Buch über neuen Faschismus: Jung, migrantisch, konform

Canberk Köktürk, Gag-Autor bei Jan Böhmermann, Sohn türkischer Einwanderer, will etwas Provokantes über Deutschland schreiben. Aber so sehr er sich in seinem Essaybuch „Fascholand“ auch anstrengt, er schafft es nicht. Dabei ließe sich über seine These streiten: Köktürk sieht das Deutschland von heute kurz davor, in den Abgrund seiner nationalsozialistischen Vergangenheit zu stürzen und wieder zum „Fascholand“ zu werden.

Eine Warnung soll sein Buch sein – ein „Sachbuchkrimi“, wie es auf dessen schreiend rotem Rücken heißt. Wie ein Detektiv will Köktürk darin dem geheimen faschistischen Deutschland auf die Schliche kommen und so den Etikettenschwindel unserer Nachkriegsdemokratie aufdecken.

Kapitel für Kapitel legt er deshalb als „Ermittlungsakte“ an. Er trifft Zeugen des schleichenden Sittenverfalls, etwa Betroffene rassistischer Gewalt oder seine diskriminierungskritischen Verbündeten in den Medien, von denen es nach Einschätzung des Autors kaum mehr welche gibt.

Keine neuen Erkenntnisse

Und er interviewt Faschismusexperten wie den britischen Historiker Roger Griffin oder den deutschen Politologen Marcel Lewandowsky, die ihm und uns erklären, dass Rechtspopulisten die liberale Demokratie von innen heraus zerstören, was keine falsche, aber auch keine neue Erkenntnis ist.

Alle Gesprächspartner befragt Köktürk zu seiner These und bekommt dabei fast immer, wonach er sucht: Bestätigung. Bleibt die einmal aus, weil einer der Befragten mit seiner Meinung von der des Autors abweicht, so kommt es nicht etwa zum offenen Dissens, sondern zu einem monologischen Lamento: „Ich war enttäuscht, dass er mir widersprach.“ Provokation und Streit klingen anders. Kann es sein, dass es Köktürk weniger um Kritik an autoritärer Ideologie und mehr um seinen Wunsch nach Einigkeit geht?

Das weiß-christlich-heteronormativ-patriarchal-Mantra

Gleiches gilt für die Signalfloskeln, die dem Leser alle drei Absätze fett markiert entgegenrufen und offensichtlich dabei helfen sollen, die Lernmantras des Buches einzuüben. Zum Beispiel: „weiß-christlich-heteronormativ-patriarchale Gesellschaft“, Köktürks Lieblingsbegriff, mit dem er seine These der Refaschisierung der Deutschen zu erklären versucht.

Fascholand

Canberk Köktürk: „Fascholand. Wir sind hier immer noch in Deutschland“. Ullstein, Berlin 2025, 320 S., 9,99 Euro

Und es stimmt ja auch: Das Problem, dass die Mitte immer rechter wird, ist real. Nur konnten flache Feindbildmalereien wie diese dem Machtspiel wütender Rechtspopulisten bisher nichts entgegensetzen. Linke Mäßigungsversuche scheitern weiter und auch Köktürk bietet keine bessere Lösung an.

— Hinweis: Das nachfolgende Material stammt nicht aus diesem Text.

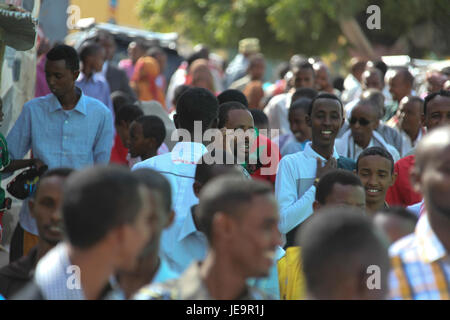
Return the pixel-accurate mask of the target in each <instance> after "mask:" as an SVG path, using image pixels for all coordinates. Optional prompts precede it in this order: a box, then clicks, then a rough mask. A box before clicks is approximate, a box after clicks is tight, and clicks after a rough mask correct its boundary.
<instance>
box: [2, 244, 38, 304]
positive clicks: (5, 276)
mask: <svg viewBox="0 0 450 320" xmlns="http://www.w3.org/2000/svg"><path fill="white" fill-rule="evenodd" d="M36 262H37V247H34V248H33V249H31V250H30V252H29V253H28V255H27V256H24V257H22V258H20V259H19V260H17V261H14V262H13V263H10V264H9V265H7V266H4V267H3V268H1V269H0V294H2V295H3V296H4V297H5V298H6V299H9V298H11V297H12V296H13V295H14V294H16V293H17V292H19V291H20V290H21V289H22V288H23V287H25V285H26V284H27V283H28V282H29V281H30V280H31V279H32V278H33V272H34V268H35V267H36Z"/></svg>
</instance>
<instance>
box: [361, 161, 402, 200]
mask: <svg viewBox="0 0 450 320" xmlns="http://www.w3.org/2000/svg"><path fill="white" fill-rule="evenodd" d="M357 174H358V176H359V178H360V179H361V182H362V184H363V186H364V189H365V192H366V203H379V202H383V201H384V198H385V197H386V192H387V190H388V188H389V187H390V186H392V185H393V184H394V182H395V176H393V175H392V163H391V162H390V161H389V160H388V159H386V158H384V157H381V156H379V155H371V156H366V157H364V158H362V159H360V160H359V163H358V172H357Z"/></svg>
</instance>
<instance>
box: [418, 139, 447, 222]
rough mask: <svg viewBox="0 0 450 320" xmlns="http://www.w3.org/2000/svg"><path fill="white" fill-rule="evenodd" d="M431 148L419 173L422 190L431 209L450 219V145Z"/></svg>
mask: <svg viewBox="0 0 450 320" xmlns="http://www.w3.org/2000/svg"><path fill="white" fill-rule="evenodd" d="M430 149H431V150H430V152H429V154H430V155H429V156H428V157H429V158H428V159H427V160H425V161H426V163H425V164H424V166H423V168H422V170H421V171H422V172H421V173H420V175H419V181H418V182H419V187H420V191H421V192H422V194H423V195H424V199H425V203H426V204H427V206H429V207H430V211H433V212H439V213H440V214H442V215H444V216H446V217H447V218H448V219H450V202H449V195H450V146H448V145H447V147H445V148H430Z"/></svg>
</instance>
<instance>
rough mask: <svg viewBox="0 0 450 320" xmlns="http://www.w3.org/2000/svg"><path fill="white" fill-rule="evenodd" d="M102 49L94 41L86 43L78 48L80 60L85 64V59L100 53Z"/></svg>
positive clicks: (101, 47) (85, 42)
mask: <svg viewBox="0 0 450 320" xmlns="http://www.w3.org/2000/svg"><path fill="white" fill-rule="evenodd" d="M102 50H103V47H102V46H101V45H99V44H98V43H97V42H94V41H86V42H84V43H83V44H82V45H81V47H80V50H79V52H80V60H81V61H82V62H85V61H86V59H87V57H91V56H94V55H96V54H98V53H99V52H101V51H102Z"/></svg>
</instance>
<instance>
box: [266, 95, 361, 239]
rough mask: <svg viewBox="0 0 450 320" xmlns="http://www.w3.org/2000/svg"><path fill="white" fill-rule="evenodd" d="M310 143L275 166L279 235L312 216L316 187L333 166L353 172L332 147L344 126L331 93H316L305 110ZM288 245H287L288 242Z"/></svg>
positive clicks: (353, 167) (315, 191)
mask: <svg viewBox="0 0 450 320" xmlns="http://www.w3.org/2000/svg"><path fill="white" fill-rule="evenodd" d="M307 121H308V125H309V126H311V129H312V142H308V143H307V144H306V146H305V149H304V151H302V152H297V153H294V154H289V155H286V156H285V157H283V158H282V159H281V161H280V164H279V166H278V172H277V178H276V182H275V196H276V198H277V200H278V203H279V206H280V223H279V228H280V231H281V233H283V234H286V233H288V232H289V231H291V230H292V229H294V228H295V227H296V226H298V225H299V224H300V223H302V222H303V221H304V220H306V219H307V218H308V217H309V216H310V215H311V214H312V213H313V208H312V204H313V202H314V199H315V192H316V184H317V183H318V179H320V178H321V177H322V176H323V175H324V174H325V173H326V172H328V171H330V170H332V169H335V168H336V167H340V168H344V169H349V170H353V169H354V167H355V164H354V162H353V161H350V160H349V159H342V158H343V157H340V156H339V155H338V153H337V152H336V149H335V147H334V141H335V139H336V135H337V133H338V132H339V129H340V128H341V126H342V124H343V123H344V116H343V107H342V103H341V101H340V100H339V98H337V97H336V96H335V95H333V94H319V95H318V96H317V97H316V98H314V99H313V100H312V102H311V106H310V108H309V110H308V118H307ZM288 244H289V242H288Z"/></svg>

All das ist schade. Denn junge und migrantische Stimmen, die der Konsensversessenheit deutscher Debatten mit Dissidenz begegnen, fehlen. Warum also sucht ein Autor mit Migrationshintergrund, dessen deutsche Paranoia begründet ist, nur Bestätigung? Köktürk gibt die Antwort selbst: Er schreibt, dass es ihm als deutschem Autor mit türkischem Namen nicht möglich sei, sich anders – also klar, gefühlvoll und provokativ zu äußern, denn „sonst glauben dir die Deutschen kein Wort!“

Vergessen Sie die Deutschen!

Man möchte ihm zurufen: Vergessen Sie die Deutschen mal für einen Moment. Es gibt doch Passagen in Ihrem Buch, die erzählerische Nähe, unkonventionelle Takes und damit auch neue Erkenntnisse zulassen. Etwa, wenn Sie tatsächlich mal „gnadenlos subjektiv“ über Ihre widersprüchliche Ruhrpott-Liebe oder Ihre gut begründete Verachtung gegenüber dem Klassendünkel deutscher Akademiker schreiben.

Warum nicht mehr davon? Warum nicht mal was richtig Provokantes schreiben? Mit koketter Konformität zumindest hat man den Faschismus noch nie aufgehalten – besonders nicht in Deutschland.